We know ahead of time how many "files" there are in a query - so we can use that to build up all those layers that do the task chain.

In [11]:
# The layers that will each pick off a file.
n_files_in_sx_query = len(sd_filelist)
file_finder_layers = [
    SXFileFetcher(f"sx_fetcher_{i}", f"sx_fetcher_{i-1}" if i > 0 else None)
    for i in range(n_files_in_sx_query)
]
output_names = [s for ss in file_finder_layers for s in ss.get_output_keys()]
assert len(output_names) == n_files_in_sx_query, "We should have one output per file finder layer"

# The layer that does the loading has to be hooked up to all these previous layers.
loader_layer = URLoaderLayer("uproot_loader", "ur-loader-layer", output_names)
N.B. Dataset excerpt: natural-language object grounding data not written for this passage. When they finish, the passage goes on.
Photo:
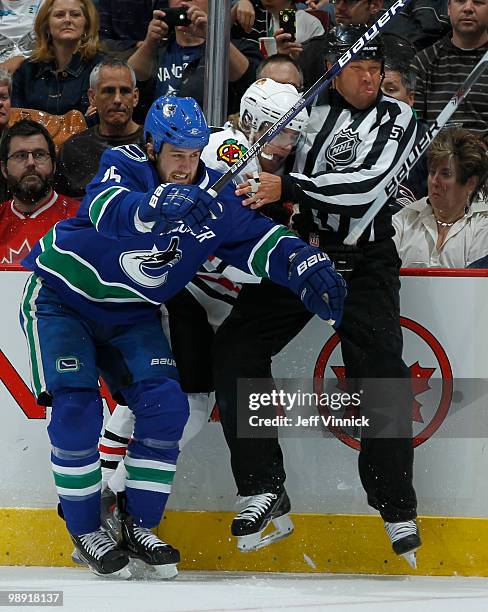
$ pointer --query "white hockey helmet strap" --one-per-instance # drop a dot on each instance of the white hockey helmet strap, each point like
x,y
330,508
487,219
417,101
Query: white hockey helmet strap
x,y
266,101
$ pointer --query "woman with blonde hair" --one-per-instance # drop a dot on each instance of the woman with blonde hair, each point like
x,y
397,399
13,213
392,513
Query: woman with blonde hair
x,y
56,77
449,228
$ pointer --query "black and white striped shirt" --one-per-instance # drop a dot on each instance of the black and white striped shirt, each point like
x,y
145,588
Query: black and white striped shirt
x,y
345,160
442,68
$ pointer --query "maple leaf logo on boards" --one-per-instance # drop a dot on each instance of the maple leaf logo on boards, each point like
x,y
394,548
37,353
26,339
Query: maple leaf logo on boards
x,y
428,412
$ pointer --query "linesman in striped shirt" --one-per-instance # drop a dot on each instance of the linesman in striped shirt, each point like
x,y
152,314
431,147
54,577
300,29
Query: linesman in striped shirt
x,y
353,146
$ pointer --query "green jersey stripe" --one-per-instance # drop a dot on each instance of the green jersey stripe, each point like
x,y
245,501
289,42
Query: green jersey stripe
x,y
100,203
81,276
258,260
75,471
77,481
28,308
161,476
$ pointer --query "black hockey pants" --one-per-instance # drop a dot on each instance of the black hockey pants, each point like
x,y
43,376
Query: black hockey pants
x,y
266,317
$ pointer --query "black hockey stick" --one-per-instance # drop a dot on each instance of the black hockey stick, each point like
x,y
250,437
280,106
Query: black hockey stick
x,y
417,151
308,96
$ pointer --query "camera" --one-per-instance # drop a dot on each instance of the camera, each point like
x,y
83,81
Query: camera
x,y
286,20
175,16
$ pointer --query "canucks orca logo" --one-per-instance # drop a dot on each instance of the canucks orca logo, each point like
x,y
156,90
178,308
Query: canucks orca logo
x,y
150,268
342,149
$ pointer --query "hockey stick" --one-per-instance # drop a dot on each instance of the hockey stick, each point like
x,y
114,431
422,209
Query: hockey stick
x,y
307,97
417,151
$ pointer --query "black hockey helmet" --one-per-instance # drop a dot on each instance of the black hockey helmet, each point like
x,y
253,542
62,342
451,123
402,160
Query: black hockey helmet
x,y
341,38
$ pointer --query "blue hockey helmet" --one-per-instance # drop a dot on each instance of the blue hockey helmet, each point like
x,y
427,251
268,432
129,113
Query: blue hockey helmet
x,y
179,121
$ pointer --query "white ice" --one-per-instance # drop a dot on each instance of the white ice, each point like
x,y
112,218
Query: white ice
x,y
221,592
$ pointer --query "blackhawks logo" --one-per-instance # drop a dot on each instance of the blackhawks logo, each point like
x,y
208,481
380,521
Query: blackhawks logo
x,y
230,151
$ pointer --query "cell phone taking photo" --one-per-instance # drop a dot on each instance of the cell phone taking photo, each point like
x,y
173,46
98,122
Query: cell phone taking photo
x,y
287,22
175,16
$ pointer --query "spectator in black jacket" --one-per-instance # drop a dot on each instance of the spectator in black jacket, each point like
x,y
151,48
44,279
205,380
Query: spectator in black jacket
x,y
114,94
177,57
55,77
443,67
# Now, the high level layer...
hlg = HighLevelGraph(
    layers={f.name: f for f in file_finder_layers + [loader_layer]},
    dependencies={
        **{loader_layer.name: {s.name for s in file_finder_layers}},
        **{s.name: set() for s in file_finder_layers}
    }
)

# And finally the array...
ar = dak.core.new_array_object(hlg, "uproot_loader", meta=metadata, npartitions=n_files_in_sx_query)

In [12]:
ar.JetPt[ar.JetPt > 100.0].compute()





## Downsides

This will work. Some issues...

* The SX query will be made from anywhere in the cluster. So the user's `servicex.yaml` file will need to be available everywhere. Or it would have to be made available in every client.
* With 1000's of files, you'll get tuples that are 1000 URL's long being passed around inside of DASK (about 150Kb max, I would guess).

But some really nice things:

* The data load from `minio` will be from across the cluster - no single machine will be doing this - so a very distributed way to load the data.